The number of possible pairs \((x, y)\) are at most \(2 \times 10^{10}\), so we cannot calculate \(\gcd\) for every pair \((x, y)\). Instead, let us fix the answer \(c\), and consider the yes-no problem “does there exist a pair \((x, y)\) such that \(\gcd(x, y) = c\)?”

Since it’s the greatest common divisor, \(x\) and \(y\) should both be multiples of \(c\). Conversely, if there are two ore more multiples of \(c\) in the segment \([A, B]\), then one can choose \((x, y)\) such that \(\gcd(x, y)\) (by choosing the consecutive multiples of \(c\)).

Since \(B ≤ 2 \times 10^5\), for each \(c = 1, 2, \dots, B\), one can check if the segment \([A, B]\) contains two or more multiples of \(c\), so that the original problem is solved fast enough.

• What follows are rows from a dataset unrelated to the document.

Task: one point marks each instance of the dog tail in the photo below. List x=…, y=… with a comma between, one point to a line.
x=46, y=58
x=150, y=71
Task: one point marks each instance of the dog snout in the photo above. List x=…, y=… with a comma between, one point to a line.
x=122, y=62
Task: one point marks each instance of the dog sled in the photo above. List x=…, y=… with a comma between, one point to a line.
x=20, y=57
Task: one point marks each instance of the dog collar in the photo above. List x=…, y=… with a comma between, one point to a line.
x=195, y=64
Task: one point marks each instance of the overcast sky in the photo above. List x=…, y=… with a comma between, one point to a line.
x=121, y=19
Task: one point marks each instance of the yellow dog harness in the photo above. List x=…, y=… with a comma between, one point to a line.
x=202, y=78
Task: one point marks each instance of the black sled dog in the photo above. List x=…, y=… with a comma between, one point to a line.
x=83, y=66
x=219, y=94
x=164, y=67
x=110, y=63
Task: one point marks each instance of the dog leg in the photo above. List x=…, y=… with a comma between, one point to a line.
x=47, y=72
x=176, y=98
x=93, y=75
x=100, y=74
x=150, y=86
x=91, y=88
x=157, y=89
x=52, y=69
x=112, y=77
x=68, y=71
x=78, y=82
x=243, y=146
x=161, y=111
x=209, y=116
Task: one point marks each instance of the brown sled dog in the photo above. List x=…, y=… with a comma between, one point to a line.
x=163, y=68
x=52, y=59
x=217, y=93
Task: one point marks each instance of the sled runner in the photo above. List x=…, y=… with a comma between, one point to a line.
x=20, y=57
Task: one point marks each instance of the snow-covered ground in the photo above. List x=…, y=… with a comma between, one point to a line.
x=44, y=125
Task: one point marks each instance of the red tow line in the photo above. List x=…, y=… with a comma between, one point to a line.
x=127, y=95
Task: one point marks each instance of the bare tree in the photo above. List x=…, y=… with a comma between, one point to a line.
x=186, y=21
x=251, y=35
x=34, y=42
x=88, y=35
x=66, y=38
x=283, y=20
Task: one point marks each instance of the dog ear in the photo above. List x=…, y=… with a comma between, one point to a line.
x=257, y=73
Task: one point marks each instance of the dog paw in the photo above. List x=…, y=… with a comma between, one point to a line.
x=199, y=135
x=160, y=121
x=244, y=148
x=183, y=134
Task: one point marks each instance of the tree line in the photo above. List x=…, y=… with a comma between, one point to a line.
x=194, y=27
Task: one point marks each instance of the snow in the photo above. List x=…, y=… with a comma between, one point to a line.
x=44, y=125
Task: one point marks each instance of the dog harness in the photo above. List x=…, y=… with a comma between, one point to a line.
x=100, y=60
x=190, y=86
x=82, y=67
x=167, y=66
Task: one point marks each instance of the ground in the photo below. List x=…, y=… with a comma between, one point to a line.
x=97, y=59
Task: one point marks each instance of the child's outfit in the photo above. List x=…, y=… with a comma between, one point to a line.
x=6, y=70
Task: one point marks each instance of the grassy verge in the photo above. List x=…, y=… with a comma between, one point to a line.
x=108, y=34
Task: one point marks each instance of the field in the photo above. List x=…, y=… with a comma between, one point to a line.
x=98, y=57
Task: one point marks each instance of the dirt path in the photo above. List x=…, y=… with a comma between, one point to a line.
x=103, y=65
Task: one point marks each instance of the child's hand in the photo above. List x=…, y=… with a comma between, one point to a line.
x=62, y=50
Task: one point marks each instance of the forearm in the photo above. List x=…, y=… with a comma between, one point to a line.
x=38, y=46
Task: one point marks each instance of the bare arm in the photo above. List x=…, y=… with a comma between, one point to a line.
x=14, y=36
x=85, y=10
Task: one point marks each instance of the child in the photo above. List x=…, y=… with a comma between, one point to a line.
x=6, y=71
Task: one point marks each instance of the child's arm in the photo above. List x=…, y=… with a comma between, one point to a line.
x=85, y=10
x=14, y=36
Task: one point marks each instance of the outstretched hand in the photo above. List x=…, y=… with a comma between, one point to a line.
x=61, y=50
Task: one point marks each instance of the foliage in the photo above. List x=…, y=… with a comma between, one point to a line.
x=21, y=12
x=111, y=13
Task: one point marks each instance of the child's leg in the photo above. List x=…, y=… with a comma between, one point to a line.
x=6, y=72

The number of multiples of \(c\) between \(A\) and \(B\) (hereinafter inclusive) can be calculated as:
(the number of multiples of \(c\) between \(A\) and \(B\)) = (the number of multiples of \(c\) between \(1\) and \(B\)) - (the number of multiples of \(c\) between \(1\) and \(A-1\)) \({}=\left\lfloor\dfrac Bc\right\rfloor - \left\lfloor\dfrac {A - 1}c\right\rfloor\).

Otherwise, since it is sufficient to check if there are at least two of them, we can check it by \(\left\lceil\dfrac Ac\right\rceil < \left\lfloor\dfrac Bc\right\rfloor\).

Sample Code (C++)

#include <iostream>
using namespace std;

int main(){
    int A, B;
    cin >> A >> B;
    for(int c = B; ; c--) if((A + c - 1) / c < B / c){
        cout << c << endl;
        return 0;
    }
}

Sample Code (Python)

A, B = map(int, input().split())
for c in range(B, 0, -1):
    if (A + c - 1) // c < B // c:
        exit(print(c))